Within five days following the filing, the LIT will notify creditors of the filing. In the case of a notice of intention, the proposal itself must be filed with the OSB within 30 days of a notice of intention, unless within that 30 day period the debtor makes an application to the court for an order extending the time for filing the proposal. Additional extensions may be applied for in appropriate situations.

Meeting of creditors

After the proposal has been filed, the creditors meet to vote on it. The proposal must be approved by a majority in number and two thirds in value of the unsecured creditors of each class. If a proposal is also made to secured creditors, then the secured creditors must also approve the proposal to them with the same majorities of number and value of claims. If approved by unsecured creditors, the proposal will then be presented to the court for review and approval. Approval by secured creditors is not a condition for presentation to the court.

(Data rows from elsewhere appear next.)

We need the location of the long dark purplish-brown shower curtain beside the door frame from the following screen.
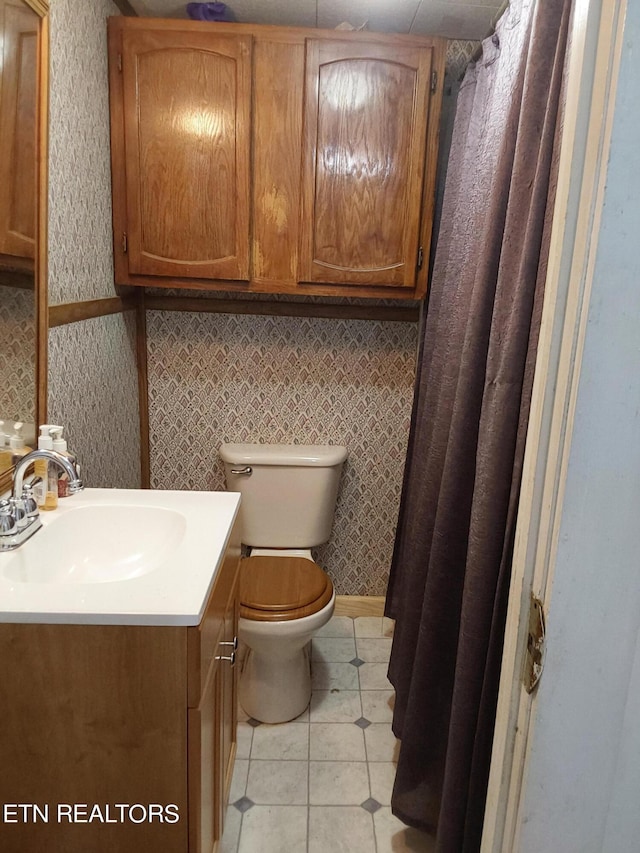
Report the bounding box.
[386,0,570,853]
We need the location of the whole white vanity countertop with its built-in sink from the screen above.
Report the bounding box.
[0,489,240,625]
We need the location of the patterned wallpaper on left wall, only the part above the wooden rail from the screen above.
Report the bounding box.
[49,0,119,305]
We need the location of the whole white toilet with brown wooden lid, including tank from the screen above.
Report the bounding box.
[220,444,347,723]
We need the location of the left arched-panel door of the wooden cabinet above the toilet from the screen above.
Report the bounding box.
[122,30,251,279]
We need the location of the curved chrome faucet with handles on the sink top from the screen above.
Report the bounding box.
[0,450,84,551]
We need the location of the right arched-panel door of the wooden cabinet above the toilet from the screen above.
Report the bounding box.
[299,39,432,288]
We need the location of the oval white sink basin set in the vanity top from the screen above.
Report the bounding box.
[3,505,187,584]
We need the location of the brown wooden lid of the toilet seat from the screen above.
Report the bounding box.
[240,557,333,622]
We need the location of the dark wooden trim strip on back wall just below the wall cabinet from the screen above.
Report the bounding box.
[145,294,420,323]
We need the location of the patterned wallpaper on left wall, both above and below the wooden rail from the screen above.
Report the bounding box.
[48,0,140,488]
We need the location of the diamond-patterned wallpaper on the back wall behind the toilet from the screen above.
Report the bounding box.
[147,311,417,595]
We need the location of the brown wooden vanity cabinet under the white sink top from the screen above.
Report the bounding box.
[0,523,240,853]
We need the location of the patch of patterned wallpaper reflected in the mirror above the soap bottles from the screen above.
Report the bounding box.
[0,287,36,432]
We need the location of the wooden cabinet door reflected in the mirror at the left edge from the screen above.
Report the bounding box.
[0,0,39,258]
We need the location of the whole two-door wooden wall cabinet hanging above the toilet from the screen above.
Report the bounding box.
[109,17,445,299]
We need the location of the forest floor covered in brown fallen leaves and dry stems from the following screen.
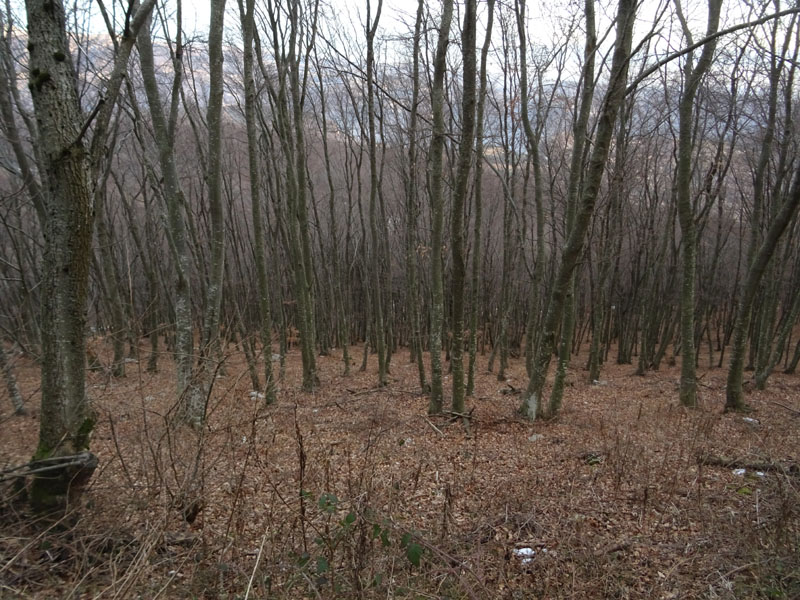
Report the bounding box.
[0,348,800,599]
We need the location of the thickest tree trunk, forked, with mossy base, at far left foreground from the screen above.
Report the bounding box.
[26,0,154,508]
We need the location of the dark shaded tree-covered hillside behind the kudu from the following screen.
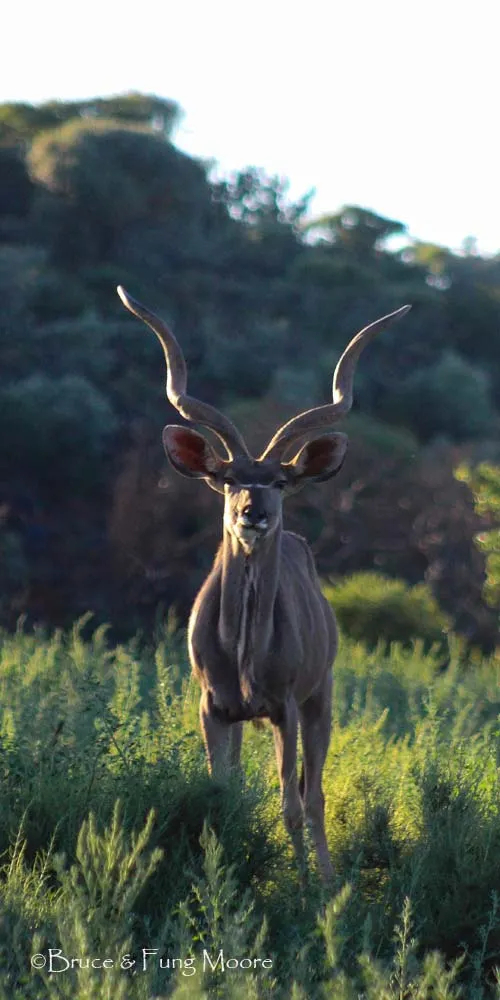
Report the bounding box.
[0,94,500,649]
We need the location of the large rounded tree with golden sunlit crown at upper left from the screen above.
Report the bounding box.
[29,119,210,268]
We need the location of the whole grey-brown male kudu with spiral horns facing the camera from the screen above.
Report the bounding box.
[118,287,410,879]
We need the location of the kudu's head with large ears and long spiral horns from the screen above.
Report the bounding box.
[118,285,411,554]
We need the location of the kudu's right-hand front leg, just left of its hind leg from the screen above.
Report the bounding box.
[273,699,305,880]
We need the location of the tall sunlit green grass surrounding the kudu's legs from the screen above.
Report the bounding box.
[0,622,500,1000]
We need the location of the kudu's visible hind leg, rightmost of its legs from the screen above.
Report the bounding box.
[300,672,333,882]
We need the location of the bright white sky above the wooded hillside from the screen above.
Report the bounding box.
[4,0,500,252]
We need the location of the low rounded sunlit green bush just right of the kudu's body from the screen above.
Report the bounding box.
[323,572,450,646]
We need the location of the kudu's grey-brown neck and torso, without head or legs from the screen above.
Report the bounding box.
[189,526,336,721]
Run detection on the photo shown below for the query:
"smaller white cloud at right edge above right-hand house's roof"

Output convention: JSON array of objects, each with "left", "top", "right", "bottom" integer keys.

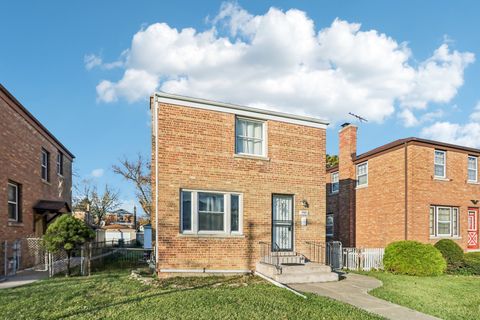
[{"left": 420, "top": 102, "right": 480, "bottom": 148}]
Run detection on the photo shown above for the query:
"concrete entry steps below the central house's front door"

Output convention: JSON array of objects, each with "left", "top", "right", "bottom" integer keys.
[{"left": 256, "top": 262, "right": 338, "bottom": 284}]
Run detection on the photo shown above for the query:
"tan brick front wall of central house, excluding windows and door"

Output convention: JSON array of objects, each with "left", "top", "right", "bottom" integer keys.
[{"left": 152, "top": 104, "right": 325, "bottom": 270}]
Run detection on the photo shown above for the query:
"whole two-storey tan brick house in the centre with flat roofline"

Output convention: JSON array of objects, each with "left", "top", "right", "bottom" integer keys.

Should the unsecured creditors or the Court refuse to approve the proposal, the debtor will be deemed to have made an assignment in bankruptcy. If all required approvals are obtained, the proposal becomes legally binding on both the debtor and unsecured creditors, as well as on any secured creditors who were made a party to the proposal if the required majority of secured creditors of the class voted in favour of the proposal.

Performance and release

Following approval, the debtor will make payments to creditors through the LIT in accordance with the provisions detailed in the proposal, and perform any other obligations that may have been stated in the proposal. Debts incurred after the proposal or notice of intention was filed are not subject to its provisions and will paid by the debtor in the normal course of the debtor’s business.

Should the debtor fail to perform the proposal in accordance with the terms, one or more creditors may apply to the court to have the proposal annulled in which case, the debtor will be deemed to have made an assignment in bankruptcy.

The proposal will be satisfied once the debtor’s obligations under the proposal have been completed. The LIT will then issue a certificate of full performance thereby releasing the debtor from debts covered under the proposal.

Given the risk of immediate bankruptcy if the original proposal is rejected by creditors, the importance of developing a sound proposal from the outset cannot be overstated. Insolvent persons, in particular corporations, are therefore wise to work in collaboration with an experienced insolvency lawyer to ensure that their proposal stands the best chance of acceptance by creditors.